Евгений Евтушенко как лингвокреативная личность

Евгений Евтушенко. Критика. Евгений Евтушенко как лингвокреативная личность: особенности онимо- и отонимотворчества

УДК 81'373.2:81'36
ББК 81.02-211
Н 58

Нефляшева И.А

Статья посвящена анализу частотных моделей и способов окказионального онимного и отонимного словообразования в поэтическом дискурсе Евг. Евтушенко. Устанавливается центральная роль собственного имени в построении композиции текста и значение его деривационных преобразований, отражающих лингвокреативный потенциал личности поэта.

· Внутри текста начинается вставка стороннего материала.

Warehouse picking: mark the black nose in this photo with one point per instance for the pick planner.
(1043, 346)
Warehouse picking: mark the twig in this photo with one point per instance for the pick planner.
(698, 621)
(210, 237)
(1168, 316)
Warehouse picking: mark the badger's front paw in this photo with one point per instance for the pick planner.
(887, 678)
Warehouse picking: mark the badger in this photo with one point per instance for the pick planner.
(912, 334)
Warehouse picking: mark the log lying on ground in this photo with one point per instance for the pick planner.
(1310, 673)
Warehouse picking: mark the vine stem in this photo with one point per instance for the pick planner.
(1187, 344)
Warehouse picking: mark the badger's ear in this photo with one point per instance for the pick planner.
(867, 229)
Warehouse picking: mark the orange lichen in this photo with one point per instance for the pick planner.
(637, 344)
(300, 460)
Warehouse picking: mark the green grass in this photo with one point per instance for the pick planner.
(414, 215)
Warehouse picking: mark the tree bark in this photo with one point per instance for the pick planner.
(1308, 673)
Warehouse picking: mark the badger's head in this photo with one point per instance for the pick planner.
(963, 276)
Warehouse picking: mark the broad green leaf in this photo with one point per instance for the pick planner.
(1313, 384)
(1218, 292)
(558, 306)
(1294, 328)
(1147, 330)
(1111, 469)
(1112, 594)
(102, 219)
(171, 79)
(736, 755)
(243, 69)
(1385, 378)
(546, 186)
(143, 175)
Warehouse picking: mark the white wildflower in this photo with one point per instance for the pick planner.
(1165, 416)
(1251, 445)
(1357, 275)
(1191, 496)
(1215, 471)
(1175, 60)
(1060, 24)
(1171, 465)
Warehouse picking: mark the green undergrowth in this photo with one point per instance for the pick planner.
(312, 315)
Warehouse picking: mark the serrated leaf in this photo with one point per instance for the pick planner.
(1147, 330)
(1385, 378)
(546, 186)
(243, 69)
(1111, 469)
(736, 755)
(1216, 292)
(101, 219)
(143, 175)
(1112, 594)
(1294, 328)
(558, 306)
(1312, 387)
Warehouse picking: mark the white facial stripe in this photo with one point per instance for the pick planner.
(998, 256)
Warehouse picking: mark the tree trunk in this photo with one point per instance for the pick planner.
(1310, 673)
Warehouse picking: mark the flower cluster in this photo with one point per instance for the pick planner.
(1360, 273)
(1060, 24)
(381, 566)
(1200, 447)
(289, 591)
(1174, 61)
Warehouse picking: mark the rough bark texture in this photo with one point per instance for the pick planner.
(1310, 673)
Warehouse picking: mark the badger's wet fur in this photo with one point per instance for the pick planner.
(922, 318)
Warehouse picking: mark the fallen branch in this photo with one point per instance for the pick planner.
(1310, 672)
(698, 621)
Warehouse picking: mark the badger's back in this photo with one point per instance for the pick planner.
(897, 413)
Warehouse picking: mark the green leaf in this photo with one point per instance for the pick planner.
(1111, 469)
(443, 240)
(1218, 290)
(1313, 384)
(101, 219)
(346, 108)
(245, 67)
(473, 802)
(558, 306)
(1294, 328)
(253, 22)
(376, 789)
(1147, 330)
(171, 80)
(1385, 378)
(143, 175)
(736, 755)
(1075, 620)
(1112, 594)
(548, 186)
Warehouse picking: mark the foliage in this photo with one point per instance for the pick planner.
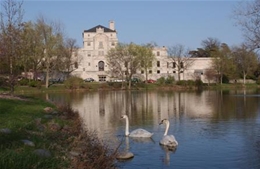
(125, 59)
(11, 16)
(168, 80)
(24, 82)
(24, 120)
(35, 83)
(246, 16)
(181, 59)
(74, 82)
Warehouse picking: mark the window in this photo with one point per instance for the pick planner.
(101, 65)
(100, 45)
(182, 65)
(102, 78)
(174, 65)
(101, 53)
(76, 65)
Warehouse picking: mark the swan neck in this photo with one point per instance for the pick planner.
(126, 126)
(167, 128)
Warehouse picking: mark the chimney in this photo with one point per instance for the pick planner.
(112, 25)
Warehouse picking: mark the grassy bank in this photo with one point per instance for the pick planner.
(138, 86)
(26, 126)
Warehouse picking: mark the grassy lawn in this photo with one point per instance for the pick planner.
(19, 116)
(58, 131)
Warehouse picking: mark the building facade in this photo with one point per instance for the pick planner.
(98, 40)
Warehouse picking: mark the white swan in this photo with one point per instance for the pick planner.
(136, 133)
(168, 140)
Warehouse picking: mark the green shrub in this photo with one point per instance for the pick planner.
(23, 82)
(170, 80)
(161, 80)
(258, 81)
(74, 82)
(34, 83)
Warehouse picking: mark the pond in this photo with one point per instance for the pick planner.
(215, 129)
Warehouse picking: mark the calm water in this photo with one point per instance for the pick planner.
(215, 130)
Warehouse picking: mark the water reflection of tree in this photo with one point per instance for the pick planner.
(229, 106)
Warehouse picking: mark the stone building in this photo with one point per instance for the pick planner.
(98, 40)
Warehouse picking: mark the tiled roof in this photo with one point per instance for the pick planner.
(99, 26)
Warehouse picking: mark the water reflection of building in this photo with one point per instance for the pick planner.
(102, 110)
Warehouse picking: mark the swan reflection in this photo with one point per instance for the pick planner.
(125, 154)
(167, 154)
(142, 139)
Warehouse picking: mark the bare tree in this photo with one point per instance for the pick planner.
(146, 57)
(11, 24)
(210, 75)
(181, 59)
(52, 39)
(222, 61)
(68, 55)
(116, 62)
(125, 60)
(245, 60)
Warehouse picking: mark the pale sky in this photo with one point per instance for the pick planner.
(166, 23)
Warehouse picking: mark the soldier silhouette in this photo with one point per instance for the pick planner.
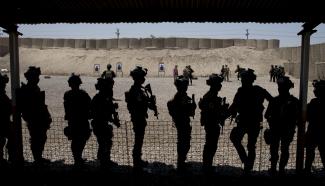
(104, 116)
(181, 107)
(108, 73)
(316, 129)
(77, 112)
(31, 103)
(213, 114)
(248, 103)
(5, 113)
(138, 103)
(282, 115)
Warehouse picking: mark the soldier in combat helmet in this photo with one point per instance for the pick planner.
(248, 103)
(138, 102)
(282, 115)
(104, 115)
(31, 103)
(181, 108)
(213, 114)
(77, 112)
(316, 125)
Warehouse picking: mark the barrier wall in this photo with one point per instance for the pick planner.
(158, 43)
(181, 42)
(170, 42)
(193, 44)
(123, 43)
(134, 43)
(204, 43)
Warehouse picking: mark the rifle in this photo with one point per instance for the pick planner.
(152, 100)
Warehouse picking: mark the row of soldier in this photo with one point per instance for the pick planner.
(282, 115)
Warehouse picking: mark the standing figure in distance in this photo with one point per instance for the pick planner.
(103, 112)
(5, 113)
(181, 108)
(138, 103)
(77, 113)
(248, 103)
(213, 115)
(282, 115)
(31, 103)
(315, 136)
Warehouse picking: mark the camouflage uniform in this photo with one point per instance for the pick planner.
(31, 103)
(102, 110)
(77, 107)
(248, 103)
(316, 128)
(138, 103)
(181, 108)
(5, 113)
(282, 116)
(213, 114)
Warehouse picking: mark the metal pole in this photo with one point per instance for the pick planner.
(15, 81)
(305, 45)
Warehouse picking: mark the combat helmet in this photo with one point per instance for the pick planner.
(214, 79)
(181, 81)
(3, 79)
(74, 79)
(32, 72)
(138, 72)
(285, 81)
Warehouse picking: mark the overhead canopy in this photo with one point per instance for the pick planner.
(133, 11)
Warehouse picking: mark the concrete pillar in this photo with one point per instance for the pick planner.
(181, 42)
(227, 43)
(90, 44)
(123, 43)
(58, 43)
(80, 43)
(134, 43)
(261, 44)
(216, 43)
(158, 43)
(240, 42)
(37, 43)
(193, 43)
(204, 43)
(145, 42)
(112, 44)
(170, 42)
(273, 43)
(69, 43)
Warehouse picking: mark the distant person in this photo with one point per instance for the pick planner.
(213, 114)
(137, 104)
(108, 73)
(31, 103)
(248, 103)
(104, 115)
(315, 136)
(282, 115)
(5, 114)
(181, 108)
(175, 72)
(77, 113)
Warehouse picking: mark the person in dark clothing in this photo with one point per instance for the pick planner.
(5, 113)
(213, 115)
(31, 103)
(181, 108)
(104, 115)
(138, 102)
(248, 103)
(77, 112)
(315, 136)
(282, 115)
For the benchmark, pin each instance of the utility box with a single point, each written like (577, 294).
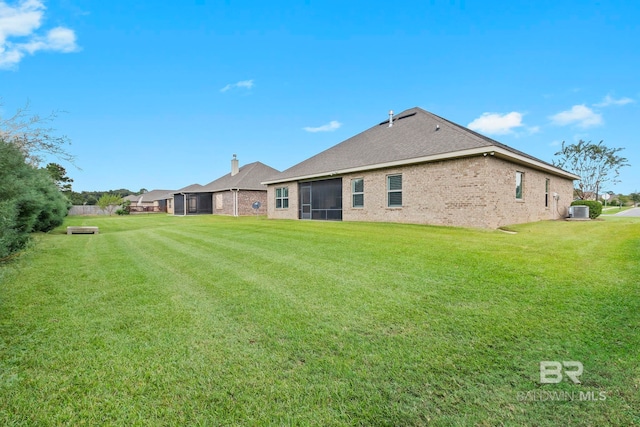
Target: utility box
(579, 212)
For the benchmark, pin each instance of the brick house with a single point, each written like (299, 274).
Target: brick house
(417, 167)
(232, 194)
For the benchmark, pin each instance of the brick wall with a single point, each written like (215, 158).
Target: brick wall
(470, 192)
(245, 202)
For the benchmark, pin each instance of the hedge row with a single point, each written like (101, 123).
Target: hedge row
(29, 200)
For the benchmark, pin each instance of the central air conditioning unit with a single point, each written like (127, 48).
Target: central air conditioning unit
(581, 212)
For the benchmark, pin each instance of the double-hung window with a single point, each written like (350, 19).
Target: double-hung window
(282, 198)
(546, 193)
(394, 191)
(357, 193)
(519, 185)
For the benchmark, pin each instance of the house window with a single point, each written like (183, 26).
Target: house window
(394, 191)
(282, 198)
(546, 193)
(357, 193)
(519, 184)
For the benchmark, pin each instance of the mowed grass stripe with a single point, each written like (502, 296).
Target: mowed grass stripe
(243, 321)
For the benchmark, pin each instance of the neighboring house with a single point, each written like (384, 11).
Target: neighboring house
(417, 167)
(232, 194)
(165, 202)
(151, 201)
(187, 202)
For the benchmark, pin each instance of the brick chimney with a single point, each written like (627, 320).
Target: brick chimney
(234, 166)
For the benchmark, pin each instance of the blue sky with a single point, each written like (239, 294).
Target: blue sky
(160, 95)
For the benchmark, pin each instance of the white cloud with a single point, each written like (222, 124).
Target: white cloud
(609, 100)
(21, 22)
(246, 84)
(498, 124)
(580, 115)
(329, 127)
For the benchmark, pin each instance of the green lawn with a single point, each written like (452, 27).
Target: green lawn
(208, 320)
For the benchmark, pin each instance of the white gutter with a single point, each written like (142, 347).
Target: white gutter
(489, 150)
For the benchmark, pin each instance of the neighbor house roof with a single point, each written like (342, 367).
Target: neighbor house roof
(249, 177)
(416, 136)
(193, 188)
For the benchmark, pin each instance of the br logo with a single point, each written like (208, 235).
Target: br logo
(551, 371)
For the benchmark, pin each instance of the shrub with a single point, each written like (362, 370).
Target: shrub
(595, 207)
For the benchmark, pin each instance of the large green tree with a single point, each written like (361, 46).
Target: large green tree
(595, 164)
(108, 202)
(29, 200)
(59, 176)
(34, 136)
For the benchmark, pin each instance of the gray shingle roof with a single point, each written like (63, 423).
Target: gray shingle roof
(249, 177)
(415, 134)
(189, 189)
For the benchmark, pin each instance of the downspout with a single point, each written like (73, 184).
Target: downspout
(235, 202)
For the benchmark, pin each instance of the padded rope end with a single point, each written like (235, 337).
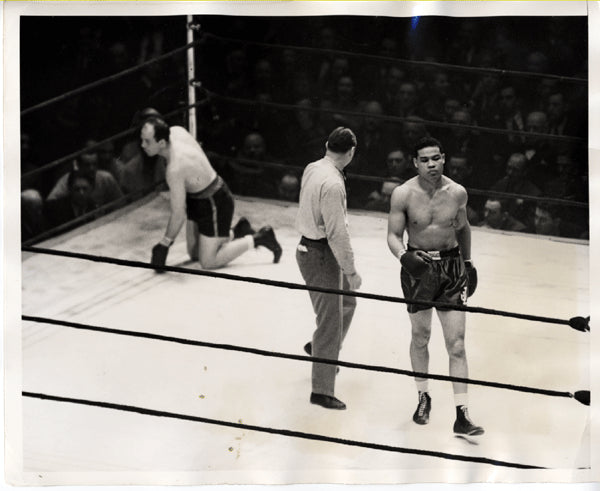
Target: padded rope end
(583, 396)
(580, 323)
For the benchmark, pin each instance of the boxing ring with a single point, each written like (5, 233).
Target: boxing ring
(255, 390)
(198, 377)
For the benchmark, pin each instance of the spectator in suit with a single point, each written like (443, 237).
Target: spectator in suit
(516, 181)
(104, 186)
(495, 216)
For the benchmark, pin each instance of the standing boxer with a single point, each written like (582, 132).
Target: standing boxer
(326, 259)
(436, 266)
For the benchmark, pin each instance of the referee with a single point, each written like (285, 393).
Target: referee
(326, 259)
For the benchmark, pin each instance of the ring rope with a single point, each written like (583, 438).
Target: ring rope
(295, 286)
(364, 177)
(276, 431)
(274, 354)
(396, 119)
(385, 59)
(109, 78)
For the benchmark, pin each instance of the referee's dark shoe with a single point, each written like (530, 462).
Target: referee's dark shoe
(463, 424)
(328, 402)
(266, 238)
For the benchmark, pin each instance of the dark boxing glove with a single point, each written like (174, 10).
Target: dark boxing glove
(159, 256)
(472, 277)
(415, 262)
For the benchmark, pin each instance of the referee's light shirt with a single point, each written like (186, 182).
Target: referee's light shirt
(322, 210)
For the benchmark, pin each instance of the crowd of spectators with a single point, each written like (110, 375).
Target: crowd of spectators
(277, 106)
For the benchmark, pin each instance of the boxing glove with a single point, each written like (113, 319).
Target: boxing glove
(159, 256)
(472, 277)
(415, 263)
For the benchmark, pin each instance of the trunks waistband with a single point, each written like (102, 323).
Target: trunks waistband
(307, 241)
(209, 190)
(437, 255)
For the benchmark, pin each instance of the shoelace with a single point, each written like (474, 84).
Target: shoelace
(466, 416)
(422, 404)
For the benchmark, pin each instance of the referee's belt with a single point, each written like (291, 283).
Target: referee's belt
(438, 255)
(306, 241)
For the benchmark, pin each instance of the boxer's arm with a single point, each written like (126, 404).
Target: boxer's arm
(463, 229)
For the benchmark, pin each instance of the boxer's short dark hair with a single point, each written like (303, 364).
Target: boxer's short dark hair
(427, 141)
(341, 140)
(161, 128)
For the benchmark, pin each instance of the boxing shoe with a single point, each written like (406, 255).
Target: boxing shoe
(328, 402)
(308, 351)
(266, 238)
(421, 416)
(243, 228)
(463, 424)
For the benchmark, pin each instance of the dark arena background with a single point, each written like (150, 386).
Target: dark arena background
(200, 376)
(506, 96)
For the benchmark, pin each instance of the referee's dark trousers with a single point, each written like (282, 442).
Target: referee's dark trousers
(334, 313)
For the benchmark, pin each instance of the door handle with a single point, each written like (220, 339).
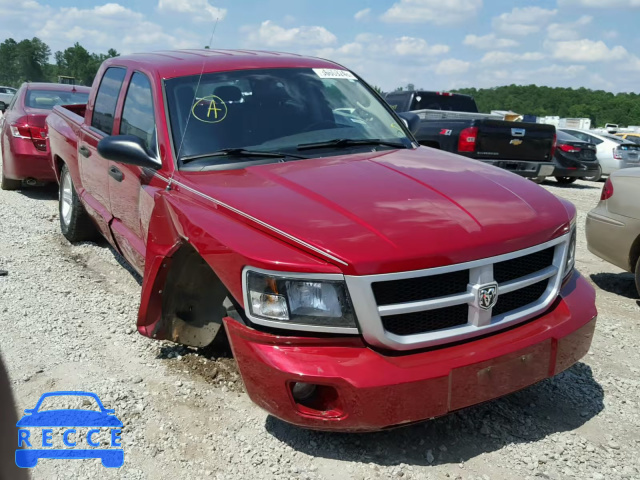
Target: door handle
(84, 151)
(116, 173)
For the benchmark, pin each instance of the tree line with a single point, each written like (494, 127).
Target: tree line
(600, 106)
(30, 61)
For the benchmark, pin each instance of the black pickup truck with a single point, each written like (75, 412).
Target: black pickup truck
(451, 122)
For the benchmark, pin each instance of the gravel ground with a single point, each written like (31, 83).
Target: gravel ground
(69, 312)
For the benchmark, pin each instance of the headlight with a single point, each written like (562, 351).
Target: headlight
(571, 253)
(299, 302)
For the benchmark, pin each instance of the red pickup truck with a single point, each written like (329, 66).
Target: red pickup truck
(363, 281)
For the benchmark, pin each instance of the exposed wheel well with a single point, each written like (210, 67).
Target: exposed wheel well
(634, 254)
(194, 300)
(58, 163)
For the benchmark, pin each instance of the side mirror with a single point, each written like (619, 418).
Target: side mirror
(127, 149)
(411, 120)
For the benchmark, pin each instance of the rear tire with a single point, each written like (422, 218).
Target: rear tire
(7, 183)
(596, 177)
(565, 180)
(75, 223)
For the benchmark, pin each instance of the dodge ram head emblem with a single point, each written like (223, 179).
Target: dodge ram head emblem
(488, 296)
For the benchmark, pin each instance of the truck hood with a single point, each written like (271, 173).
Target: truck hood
(392, 211)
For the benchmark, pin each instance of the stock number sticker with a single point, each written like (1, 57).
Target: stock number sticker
(334, 73)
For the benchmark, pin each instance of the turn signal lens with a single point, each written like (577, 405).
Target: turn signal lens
(607, 190)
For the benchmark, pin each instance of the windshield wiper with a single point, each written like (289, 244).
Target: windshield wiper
(350, 142)
(238, 152)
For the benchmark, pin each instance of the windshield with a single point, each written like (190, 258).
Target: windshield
(449, 102)
(47, 99)
(275, 110)
(565, 137)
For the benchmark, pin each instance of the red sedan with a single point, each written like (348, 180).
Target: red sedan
(23, 137)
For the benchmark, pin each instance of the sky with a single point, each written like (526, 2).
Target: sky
(433, 44)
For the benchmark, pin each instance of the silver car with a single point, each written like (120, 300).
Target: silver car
(613, 227)
(6, 95)
(613, 152)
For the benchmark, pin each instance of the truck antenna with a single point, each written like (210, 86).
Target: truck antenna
(195, 94)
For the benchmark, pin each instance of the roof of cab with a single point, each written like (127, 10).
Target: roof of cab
(177, 63)
(58, 87)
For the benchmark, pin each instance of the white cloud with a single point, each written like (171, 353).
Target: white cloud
(101, 27)
(587, 51)
(498, 58)
(272, 35)
(417, 46)
(452, 66)
(601, 3)
(486, 42)
(380, 47)
(523, 21)
(201, 9)
(568, 31)
(363, 14)
(438, 12)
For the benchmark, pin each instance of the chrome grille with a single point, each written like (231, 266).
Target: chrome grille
(423, 308)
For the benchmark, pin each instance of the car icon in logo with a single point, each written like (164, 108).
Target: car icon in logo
(69, 420)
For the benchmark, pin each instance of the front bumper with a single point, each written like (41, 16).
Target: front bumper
(365, 390)
(523, 168)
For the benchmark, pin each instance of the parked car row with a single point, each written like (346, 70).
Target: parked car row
(23, 134)
(451, 122)
(278, 199)
(6, 95)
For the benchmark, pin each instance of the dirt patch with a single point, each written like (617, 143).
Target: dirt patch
(219, 369)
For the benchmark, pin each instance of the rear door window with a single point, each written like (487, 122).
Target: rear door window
(105, 106)
(138, 118)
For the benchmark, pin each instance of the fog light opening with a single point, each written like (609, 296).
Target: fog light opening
(303, 391)
(316, 400)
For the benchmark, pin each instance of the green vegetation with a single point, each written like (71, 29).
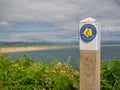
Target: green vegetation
(25, 74)
(110, 75)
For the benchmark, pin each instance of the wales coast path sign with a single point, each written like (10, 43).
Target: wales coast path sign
(89, 43)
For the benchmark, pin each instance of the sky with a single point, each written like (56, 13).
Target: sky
(56, 20)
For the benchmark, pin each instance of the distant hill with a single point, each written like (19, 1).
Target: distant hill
(7, 44)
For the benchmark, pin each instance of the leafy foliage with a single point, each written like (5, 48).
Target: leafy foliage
(110, 75)
(25, 74)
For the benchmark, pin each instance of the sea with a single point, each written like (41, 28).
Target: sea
(68, 54)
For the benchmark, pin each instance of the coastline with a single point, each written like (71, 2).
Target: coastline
(42, 47)
(31, 48)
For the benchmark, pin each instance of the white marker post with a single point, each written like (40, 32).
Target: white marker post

Ключевы слова: Языковая личность, креативность, окказиональная деривация, онимное и отонимное словообразование, прецедентность.

Neflyasheva I.A.

Evgeniy Evtushenko as the lingual creative person: features of onym- and otonym creativity

Frequency models and ways of occasional onym- and otonym word-formations are analyzed in a poetic discourse of E. Evtushenko. The author shows the central role of proper name in construction of a composition of the text and the significance of its derivational transformations reflecting lingual creative potential of the person of the poet.

Keywords: The language person, creativity, an occasional derivation, onym- and otonym word­formation, precedentness.

Возможность проникнуть в творческую лабораторию Евг. Евтушенко представляется нам привлекательной в силу того, что его языковая личность неординарна, его отличает свободное, творческое отношение к слову, в том числе к имени собственному. Имя собственное в поэтическом тексте приобретает, благодаря мастерству автора и его мировоззренческим позициям, особые коннотации, постоянно участвуя в композиции всего текста и являясь нередко его ключевым словом.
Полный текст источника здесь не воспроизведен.